Para llegar al hogar de Jorge hay que pisar suelo boliviano y, desde la ciudad de Oruro, tomar un bus a Huachacalla. Este camino ofreció aquella noche una sinfonía agresiva de truenos, con un juego de luces serpenteantes en el cielo; momento ideal para introducir un soundtrack, gracias a digitales adminículos de la modernidad, y darle música a la obscuridad intermitentemente iluminada. La lluvia y el fango del camino nos atascan y nos empujan fuera del cálido asiento a colaborar con el desatasque. El frío y la noche a la intemperie de una puna de mas de 5000msnm nos empuja nuevamente al feliz asiento, incluso para pernoctar en él ya habiendo llegado a una Huachacalla falta de luz. La dureza de las articulaciones congeladas despierta a la fuerza y a la luz del día contemplamos el pueblo. Colinas nubladas lo cercan y casas de barro de dos pisos demarcan la plaza. De pronto un estruendo, una manada perros huyendo y unas risas terminan de despertarnos y salimos en busca de transporte hacia nuestro destino final. Aquí ya no existe el transporte público, así que en adelante solo habrá forma de llegar mediante transporte privado, el cual nos deshace el presupuesto.

Luego de tres días continuos de viaje, y habiendo cruzado un río en camioneta, el pueblo se va dibujando en el horizonte, al aparecer las primeras cabañas hechas de barro. El mediodía y la cercanía de la fiestas nacionales mantienen a gran parte del pueblo en la iglesia, lo cual es propicio par el trabajo que nos lleva para allá: entrevistas a profundidad y contacto con los últimos hablantes del Uro. El ojo curioso de los escasos habitantes en las calles nos permite acercarnos sin que estos se vean avergonzados por la mirada escrutadora de sus vecinos. Los lingüistas despliegan su léxico chipaya, aprendido en clase con Cerrón Palomino en la Católica; pero también es momento de aprovechar la luz para unas fotos y recorrer otras partes del pueblo. Hay tres iglesias en el lugar, cuya población no pasa del millar. La Iglesia católica romana, la del nuevo pacto universal y la mormona conviven extrañamente a 5800 msnm, pero encuentran su reunión en el pequeño cementerio a la entrada del pueblo. A unos quinientos metros del centro del pueblo se encuentra otro grupo grande casas, estas son más rústicas y en este lugar abundan los corrales y los graneros de barro. Aquí es donde conozco a Jorge, con sus pequeñas amigas, que en vez de muñecas usan en sus juegos crías de su rebaño muertas por la helada de la noche. Desconocen totalmente la ubicación, y aun la existencia, de un país como Perú; sin embargo, la serie de carencias de la región hacen que no desconozcan el sentido del dinero y el lucro, pues aun ellos pedían un boliviano por foto. Ante la negativa de este seudo turista indignado por un gesto tan mundano de una personita tan poco mundana, además de una conversación bien llevada y poco interesada, los niños continuaron la plática. De la escuela a la casa y de la casa a pastorear es a lo que se resume su rutina. Crecen sin Beyblade, smog ni Bush.

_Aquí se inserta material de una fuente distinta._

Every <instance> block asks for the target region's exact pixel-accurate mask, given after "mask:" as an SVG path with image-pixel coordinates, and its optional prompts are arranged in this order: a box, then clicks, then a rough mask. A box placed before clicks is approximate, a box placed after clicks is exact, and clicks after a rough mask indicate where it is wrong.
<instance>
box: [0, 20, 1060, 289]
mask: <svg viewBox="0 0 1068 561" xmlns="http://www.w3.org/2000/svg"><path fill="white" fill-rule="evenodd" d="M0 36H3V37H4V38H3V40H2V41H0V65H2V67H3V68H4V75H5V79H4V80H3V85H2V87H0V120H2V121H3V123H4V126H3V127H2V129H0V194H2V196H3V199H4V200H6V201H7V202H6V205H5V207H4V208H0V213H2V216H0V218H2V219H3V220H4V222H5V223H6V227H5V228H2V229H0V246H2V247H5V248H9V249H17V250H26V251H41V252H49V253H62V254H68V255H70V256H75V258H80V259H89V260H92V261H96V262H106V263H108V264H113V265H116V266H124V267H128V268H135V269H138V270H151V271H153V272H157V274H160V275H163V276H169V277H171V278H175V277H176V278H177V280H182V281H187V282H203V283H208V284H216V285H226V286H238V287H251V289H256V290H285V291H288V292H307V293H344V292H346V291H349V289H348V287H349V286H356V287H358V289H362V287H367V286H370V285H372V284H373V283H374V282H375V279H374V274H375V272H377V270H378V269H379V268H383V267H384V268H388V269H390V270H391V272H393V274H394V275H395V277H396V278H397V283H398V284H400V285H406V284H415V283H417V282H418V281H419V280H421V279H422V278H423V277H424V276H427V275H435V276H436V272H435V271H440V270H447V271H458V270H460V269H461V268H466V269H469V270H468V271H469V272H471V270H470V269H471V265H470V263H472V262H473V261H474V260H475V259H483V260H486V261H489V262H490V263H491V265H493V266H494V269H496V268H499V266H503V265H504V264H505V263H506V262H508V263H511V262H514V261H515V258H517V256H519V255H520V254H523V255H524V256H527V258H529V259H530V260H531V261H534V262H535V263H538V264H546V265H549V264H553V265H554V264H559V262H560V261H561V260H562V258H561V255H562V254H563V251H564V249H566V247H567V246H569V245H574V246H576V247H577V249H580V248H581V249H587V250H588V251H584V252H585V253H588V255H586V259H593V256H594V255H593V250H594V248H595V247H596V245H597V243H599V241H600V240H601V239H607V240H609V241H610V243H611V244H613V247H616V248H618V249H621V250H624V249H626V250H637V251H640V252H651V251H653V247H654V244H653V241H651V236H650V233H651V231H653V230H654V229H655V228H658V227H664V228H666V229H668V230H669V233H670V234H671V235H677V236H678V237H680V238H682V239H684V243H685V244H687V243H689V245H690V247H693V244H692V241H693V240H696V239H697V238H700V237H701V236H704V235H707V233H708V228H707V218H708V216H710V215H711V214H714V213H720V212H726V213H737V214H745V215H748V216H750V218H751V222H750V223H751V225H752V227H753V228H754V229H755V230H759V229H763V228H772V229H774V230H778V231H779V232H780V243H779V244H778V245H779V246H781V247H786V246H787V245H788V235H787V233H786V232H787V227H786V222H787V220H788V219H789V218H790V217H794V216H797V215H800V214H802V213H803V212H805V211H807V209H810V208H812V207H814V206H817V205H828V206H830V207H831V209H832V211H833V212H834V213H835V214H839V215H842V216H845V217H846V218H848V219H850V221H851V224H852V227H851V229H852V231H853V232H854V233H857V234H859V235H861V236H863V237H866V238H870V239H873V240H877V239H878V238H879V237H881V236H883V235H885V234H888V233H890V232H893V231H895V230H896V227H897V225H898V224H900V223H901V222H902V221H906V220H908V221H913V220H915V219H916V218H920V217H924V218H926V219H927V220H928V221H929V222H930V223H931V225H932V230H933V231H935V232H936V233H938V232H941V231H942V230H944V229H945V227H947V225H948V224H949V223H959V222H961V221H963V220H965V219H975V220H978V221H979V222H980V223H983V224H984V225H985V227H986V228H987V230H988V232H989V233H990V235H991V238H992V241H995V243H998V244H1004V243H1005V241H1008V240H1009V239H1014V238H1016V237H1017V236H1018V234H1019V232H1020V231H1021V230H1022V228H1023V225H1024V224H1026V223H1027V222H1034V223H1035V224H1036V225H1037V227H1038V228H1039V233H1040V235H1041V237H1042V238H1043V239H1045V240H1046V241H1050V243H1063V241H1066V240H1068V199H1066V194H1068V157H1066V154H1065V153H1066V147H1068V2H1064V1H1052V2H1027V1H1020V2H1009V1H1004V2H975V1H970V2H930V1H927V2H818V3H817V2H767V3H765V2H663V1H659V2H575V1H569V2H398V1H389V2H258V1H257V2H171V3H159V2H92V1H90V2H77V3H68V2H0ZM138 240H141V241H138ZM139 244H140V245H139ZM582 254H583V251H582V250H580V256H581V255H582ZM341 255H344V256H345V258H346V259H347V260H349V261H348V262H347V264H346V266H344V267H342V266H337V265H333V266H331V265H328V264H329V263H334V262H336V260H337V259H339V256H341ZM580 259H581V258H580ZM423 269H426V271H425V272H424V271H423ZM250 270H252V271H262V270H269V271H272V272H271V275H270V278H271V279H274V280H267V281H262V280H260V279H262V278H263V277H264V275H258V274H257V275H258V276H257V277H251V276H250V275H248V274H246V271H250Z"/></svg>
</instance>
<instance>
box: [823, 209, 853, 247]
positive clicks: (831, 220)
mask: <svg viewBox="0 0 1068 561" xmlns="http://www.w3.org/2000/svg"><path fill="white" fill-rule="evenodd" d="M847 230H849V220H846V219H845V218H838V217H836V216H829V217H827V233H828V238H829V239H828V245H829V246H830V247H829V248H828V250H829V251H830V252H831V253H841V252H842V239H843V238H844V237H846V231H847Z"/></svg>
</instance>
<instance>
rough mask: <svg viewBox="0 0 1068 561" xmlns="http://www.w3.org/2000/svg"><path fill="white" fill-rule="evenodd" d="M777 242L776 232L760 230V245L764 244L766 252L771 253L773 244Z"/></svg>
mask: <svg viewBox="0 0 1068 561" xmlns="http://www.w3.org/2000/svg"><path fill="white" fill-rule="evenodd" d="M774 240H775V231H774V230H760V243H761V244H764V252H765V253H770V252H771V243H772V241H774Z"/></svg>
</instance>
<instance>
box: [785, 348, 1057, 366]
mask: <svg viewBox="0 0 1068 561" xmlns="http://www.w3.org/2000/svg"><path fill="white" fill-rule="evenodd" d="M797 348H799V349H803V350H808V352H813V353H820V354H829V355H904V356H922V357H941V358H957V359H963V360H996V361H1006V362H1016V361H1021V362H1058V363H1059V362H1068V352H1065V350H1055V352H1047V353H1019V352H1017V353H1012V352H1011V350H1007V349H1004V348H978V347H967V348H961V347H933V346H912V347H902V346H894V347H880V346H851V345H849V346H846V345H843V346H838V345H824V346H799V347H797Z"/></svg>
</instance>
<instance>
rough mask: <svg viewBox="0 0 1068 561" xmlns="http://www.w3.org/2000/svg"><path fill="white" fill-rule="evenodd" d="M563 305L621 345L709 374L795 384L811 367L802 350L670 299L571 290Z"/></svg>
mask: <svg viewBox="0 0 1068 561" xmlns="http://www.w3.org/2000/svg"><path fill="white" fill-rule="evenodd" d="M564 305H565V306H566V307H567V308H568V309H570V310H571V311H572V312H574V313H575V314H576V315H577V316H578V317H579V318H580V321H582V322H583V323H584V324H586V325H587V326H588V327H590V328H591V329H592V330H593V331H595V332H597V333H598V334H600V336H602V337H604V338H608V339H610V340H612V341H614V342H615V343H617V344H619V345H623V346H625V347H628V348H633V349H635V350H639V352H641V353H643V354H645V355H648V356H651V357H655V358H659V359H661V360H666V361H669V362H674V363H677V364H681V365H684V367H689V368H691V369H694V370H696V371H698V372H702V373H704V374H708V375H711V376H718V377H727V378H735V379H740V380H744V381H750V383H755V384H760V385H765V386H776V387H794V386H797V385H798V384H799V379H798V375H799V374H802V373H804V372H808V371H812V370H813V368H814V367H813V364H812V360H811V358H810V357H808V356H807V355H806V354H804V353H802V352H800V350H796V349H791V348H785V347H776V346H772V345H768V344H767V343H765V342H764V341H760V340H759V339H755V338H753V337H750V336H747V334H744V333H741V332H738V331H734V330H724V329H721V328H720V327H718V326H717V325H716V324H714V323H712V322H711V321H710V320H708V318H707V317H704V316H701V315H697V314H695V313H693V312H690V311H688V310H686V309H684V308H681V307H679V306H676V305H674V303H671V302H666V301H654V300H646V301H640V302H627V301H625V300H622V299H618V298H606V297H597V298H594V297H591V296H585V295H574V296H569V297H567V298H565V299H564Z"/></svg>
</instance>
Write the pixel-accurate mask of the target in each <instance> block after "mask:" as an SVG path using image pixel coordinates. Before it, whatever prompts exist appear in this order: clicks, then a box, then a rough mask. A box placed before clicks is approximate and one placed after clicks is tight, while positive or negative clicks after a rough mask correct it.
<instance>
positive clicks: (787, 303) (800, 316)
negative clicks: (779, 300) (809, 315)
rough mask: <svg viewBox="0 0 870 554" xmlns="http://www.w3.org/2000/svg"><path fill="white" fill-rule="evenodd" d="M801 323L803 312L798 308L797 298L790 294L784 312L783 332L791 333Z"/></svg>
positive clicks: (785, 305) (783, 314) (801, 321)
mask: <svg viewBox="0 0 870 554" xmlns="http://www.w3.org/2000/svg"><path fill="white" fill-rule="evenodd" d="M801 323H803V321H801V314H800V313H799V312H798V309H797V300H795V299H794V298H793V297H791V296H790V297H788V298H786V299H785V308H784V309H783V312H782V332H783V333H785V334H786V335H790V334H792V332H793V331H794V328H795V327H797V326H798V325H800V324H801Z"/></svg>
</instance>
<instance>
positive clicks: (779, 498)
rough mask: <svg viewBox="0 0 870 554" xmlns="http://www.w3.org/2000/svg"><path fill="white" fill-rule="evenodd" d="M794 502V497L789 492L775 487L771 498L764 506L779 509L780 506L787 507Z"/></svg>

De vuelta a la plaza vemos la humilde feria del pueblo, el colegio (que tiene instrucción hasta cuarto de secundaria) y la alcaldía, atrás de la cual nos instalamos para pasar la noche. Un frío guiso de llama con chuño negro y arroz nos mantiene despiertos para compartir con los lugareños sus vivencias, los chasquidos de sus lenguas y su calor.

Lamentablemente, el aislamiento y las fiestas patrias bolivianas juegan en contra de nosotros, y así, el último camión que regresaba hasta Oruro (civilización occidental) partía aquella misma tarde. No habría más transporte hasta dentro de una semana, por lo que hubo que partir, con cierta insatisfacción, pero con el deseo de volver y admirar la tranquilidad de estas punas solitarias, que albergan, en el calor su ichu a esta etnia que no se resigna a perder su identidad, y su lengua que es donde finalmente reside aquella.

Luego de 9 horas en la tolva descubierta de una camión, y echados obre balones de gas, llegamos de madrugada a Oruro. 9 horas viéndonos las caras, así que el paisaje urbano resulta un poco chocante, en contraste con lo último que vimos de Chipaya, y con lo último que oímos de ella: la dulzura de sus voces.